After each batch, review against the grid and stroke rules. Catch drift early.

Step 5: Export Workflow

FormatUse CaseSettings
SVGWeb, design handoffSVGO-optimised, currentColor fill
PNG @1x, @2xEmail, legacy platforms24 px and 48 px
ICOFavicons, Windows apps16/32/48 multi-res
React/Vue componentsFrontend frameworksGenerated from SVG source

Automate exports with a script or CI job. Never manually export—it introduces inconsistency.

The Icojoy tools page includes format converters to streamline this pipeline.

Step 6: Distribute and Document

  • Design team: Publish as a Figma library with search-friendly names.
  • Engineering: Ship as an npm package or a /icons/ directory with an index file.
  • Both: Maintain a visual catalogue (like a Storybook or the Icojoy icon browser) where anyone can search and preview.

See how production icon sets are structured in the Icojoy packs section for real-world reference.

Common Mistakes

  • ❌ Mixing stroke and fill styles in the same set
  • ❌ Using pixel-aligned shapes on a fractional grid
  • ❌ Forgetting to include a "no result" / empty-state icon
  • ❌ Naming icons by appearance ("circle-arrow") instead of function ("refresh")
  • ❌ Shipping without clear licensing terms

FAQ

How many icons should a custom set include at launch?
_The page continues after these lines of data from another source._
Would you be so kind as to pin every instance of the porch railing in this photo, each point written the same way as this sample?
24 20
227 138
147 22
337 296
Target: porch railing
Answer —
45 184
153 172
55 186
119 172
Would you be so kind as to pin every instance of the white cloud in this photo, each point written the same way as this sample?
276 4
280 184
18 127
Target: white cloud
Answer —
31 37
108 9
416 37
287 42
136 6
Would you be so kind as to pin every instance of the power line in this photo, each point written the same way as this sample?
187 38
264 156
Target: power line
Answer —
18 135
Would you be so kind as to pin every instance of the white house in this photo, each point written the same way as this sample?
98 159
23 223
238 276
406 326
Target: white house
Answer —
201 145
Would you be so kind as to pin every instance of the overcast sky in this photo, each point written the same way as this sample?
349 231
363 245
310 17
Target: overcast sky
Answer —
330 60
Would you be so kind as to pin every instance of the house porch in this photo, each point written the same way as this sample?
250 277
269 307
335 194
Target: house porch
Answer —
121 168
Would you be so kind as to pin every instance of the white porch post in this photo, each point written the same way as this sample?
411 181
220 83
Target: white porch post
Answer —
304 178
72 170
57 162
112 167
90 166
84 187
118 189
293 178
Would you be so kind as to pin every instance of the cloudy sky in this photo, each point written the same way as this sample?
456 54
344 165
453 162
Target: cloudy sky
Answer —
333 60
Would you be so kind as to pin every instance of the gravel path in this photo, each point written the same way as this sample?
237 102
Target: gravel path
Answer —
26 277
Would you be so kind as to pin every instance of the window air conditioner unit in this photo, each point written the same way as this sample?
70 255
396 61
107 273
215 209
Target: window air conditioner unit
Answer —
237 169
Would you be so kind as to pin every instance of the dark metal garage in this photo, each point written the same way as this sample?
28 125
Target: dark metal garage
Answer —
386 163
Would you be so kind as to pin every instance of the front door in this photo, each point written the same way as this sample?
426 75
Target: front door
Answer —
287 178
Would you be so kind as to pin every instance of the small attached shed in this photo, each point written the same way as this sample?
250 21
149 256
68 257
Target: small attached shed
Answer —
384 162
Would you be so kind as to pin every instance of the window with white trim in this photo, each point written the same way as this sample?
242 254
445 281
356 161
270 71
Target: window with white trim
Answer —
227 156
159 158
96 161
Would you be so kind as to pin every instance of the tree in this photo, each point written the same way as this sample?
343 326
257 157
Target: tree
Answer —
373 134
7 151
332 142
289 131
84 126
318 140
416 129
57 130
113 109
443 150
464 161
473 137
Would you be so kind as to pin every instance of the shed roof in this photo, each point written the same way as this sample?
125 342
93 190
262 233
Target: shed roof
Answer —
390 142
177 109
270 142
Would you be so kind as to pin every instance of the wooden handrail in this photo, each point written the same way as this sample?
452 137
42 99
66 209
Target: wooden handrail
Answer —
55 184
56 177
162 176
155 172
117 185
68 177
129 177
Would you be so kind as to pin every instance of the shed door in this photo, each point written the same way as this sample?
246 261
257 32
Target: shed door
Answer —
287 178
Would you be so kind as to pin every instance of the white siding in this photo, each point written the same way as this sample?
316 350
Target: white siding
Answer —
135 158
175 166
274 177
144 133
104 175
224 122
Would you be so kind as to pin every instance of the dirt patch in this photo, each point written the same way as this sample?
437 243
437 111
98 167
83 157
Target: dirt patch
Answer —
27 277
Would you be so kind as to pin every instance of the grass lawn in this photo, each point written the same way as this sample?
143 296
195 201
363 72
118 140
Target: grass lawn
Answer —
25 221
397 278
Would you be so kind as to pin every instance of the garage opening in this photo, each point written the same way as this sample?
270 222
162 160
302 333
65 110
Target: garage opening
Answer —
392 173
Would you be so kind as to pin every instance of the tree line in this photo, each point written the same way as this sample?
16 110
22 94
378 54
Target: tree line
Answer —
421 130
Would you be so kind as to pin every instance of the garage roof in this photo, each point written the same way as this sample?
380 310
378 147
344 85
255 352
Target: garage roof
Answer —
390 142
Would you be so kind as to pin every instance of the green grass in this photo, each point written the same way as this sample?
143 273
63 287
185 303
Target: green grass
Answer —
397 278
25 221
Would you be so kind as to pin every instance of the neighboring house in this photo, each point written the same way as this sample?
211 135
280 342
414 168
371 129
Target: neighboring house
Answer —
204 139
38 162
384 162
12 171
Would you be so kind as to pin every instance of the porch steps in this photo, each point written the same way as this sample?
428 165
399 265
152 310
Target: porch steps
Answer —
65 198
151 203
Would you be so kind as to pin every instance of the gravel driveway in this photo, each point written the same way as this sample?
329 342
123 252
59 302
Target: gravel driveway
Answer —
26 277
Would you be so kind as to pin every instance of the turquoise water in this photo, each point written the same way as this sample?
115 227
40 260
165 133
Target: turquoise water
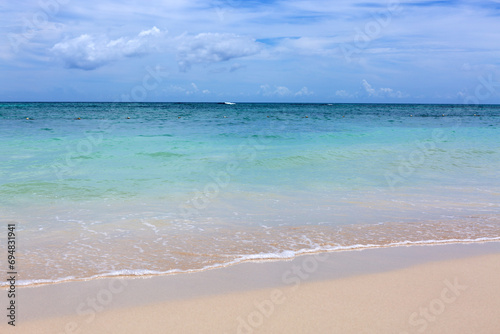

Start with 60–80 covering navigation, actions, and status. Expand based on product needs. Most mature sets reach 200–400.

Should I use a 24 px or 20 px grid? 24 px is the dominant standard. It divides cleanly (12, 8, 6, 4, 3, 2 px) and matches the default sizing in most UI frameworks.

Outline or filled icons? Provide both. Use outline for default state and filled for active/selected state. This is now a standard pattern in Material, iOS, and most design systems.

How do I handle multi-colour icons in a currentColor system? Limit multi-colour to a secondary variant. The primary set should be mono-colour (currentColor) for maximum theme flexibility.

Can I sell a custom icon set I designed? Yes, provided you own all the artwork. Review the Icojoy licensing page for examples of how licensing models are typically structured for icon sets.